Ice often forms in stages.  Usually there is an obvious transition zone of wave cracked ice, jumbled ice and pancake ice as you approach an edge from the thicker/older ice side.  Occasionally most of these features are missing.  The following is an example.

 The black ice in the picture is 1-1/8". The ice sheet behind the picture is 5" thick. The patch of gray ice is probably a bit of spash out ice at the edge of the thick ice. The dark line diagionally up is Gary's kiteboard track (see below)

A piece of the 1-1/8" thick ice (there is a little parallax error in the picture).


The previous two pictures are from an ice edge in Keeler Bay (South Hero VT) on gorgeous five inch black ice where it met a much thinner sheet. The edge was difficult to see.  The most obvious difference was there were wave-break cracks on the thick ice and none in the 1-1/8” black ice on the other side (also gorgeous looking black ice).  The usual ice edge features like jumbled ice, pancake ice, splash ice and brash ice appear to have been pushed away by a south wind leaving only the wave break cracks in the thick ice to suggest there might be a edge nearby.

 Sailing on thick, wave cracked ice. The slush mounds that make these cracks easy to see here were largely melted away the next day.

Gary, a kite sailing friend did not see the edge and sailed a couple hundred feet out onto ice that would not have held his 200 lb all up weight without the kite.  As he sailed onto the thin plate he heard the ice cracking and made a quick direction change.  I caught up with him shortly afterwards to warn him of the problem (‘better late than never’ does not work so well on ice).

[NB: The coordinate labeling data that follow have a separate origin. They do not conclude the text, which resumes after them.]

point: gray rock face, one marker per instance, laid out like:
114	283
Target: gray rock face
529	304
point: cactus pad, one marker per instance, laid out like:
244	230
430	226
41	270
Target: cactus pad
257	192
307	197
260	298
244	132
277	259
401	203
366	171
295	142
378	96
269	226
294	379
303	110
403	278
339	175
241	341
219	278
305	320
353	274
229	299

In Janurary 2013 I spoke with a fisherman who fell through on the same bay when he walked onto the 1-1/8" ice.  He was lucky the water was only chest deep which allowed him to jump off the bottom making is exit back onto the thicker ice relatively easy.

Over the day with temperatures in the upper 30’s with some sun, the thin ice went from hard black to soft black in about four hours.  With similar overnight temperatures I found large areas of 1/8” ice and other areas of open water the next day.  The 1/8” ice was so flexible even ripples caused it to undulate.  It still looked a lot like the thick black ice however and the edge of the thick ice was even harder to see as the continued thaw melted many of indicators that were subtle the previous way.


Ice after a 24 hour thaw: The line of blue arrows mark the edge of the thick ice...not very easy to see. You can see wave break crack is much less obvious than it had been the day before when it had caught a bit of blowing snow.


1/8" ice along the thick ice edge.


Gary is a skilled kite sailor, had a dry suit on (it was a sloppy day) and had full set of padded clothes.   He was on his snowboard and is confident he can use his kite to get out if he falls through.  With the snowboard he feels he can sail across anything, including open water.  I do not know how well these notions have been tested.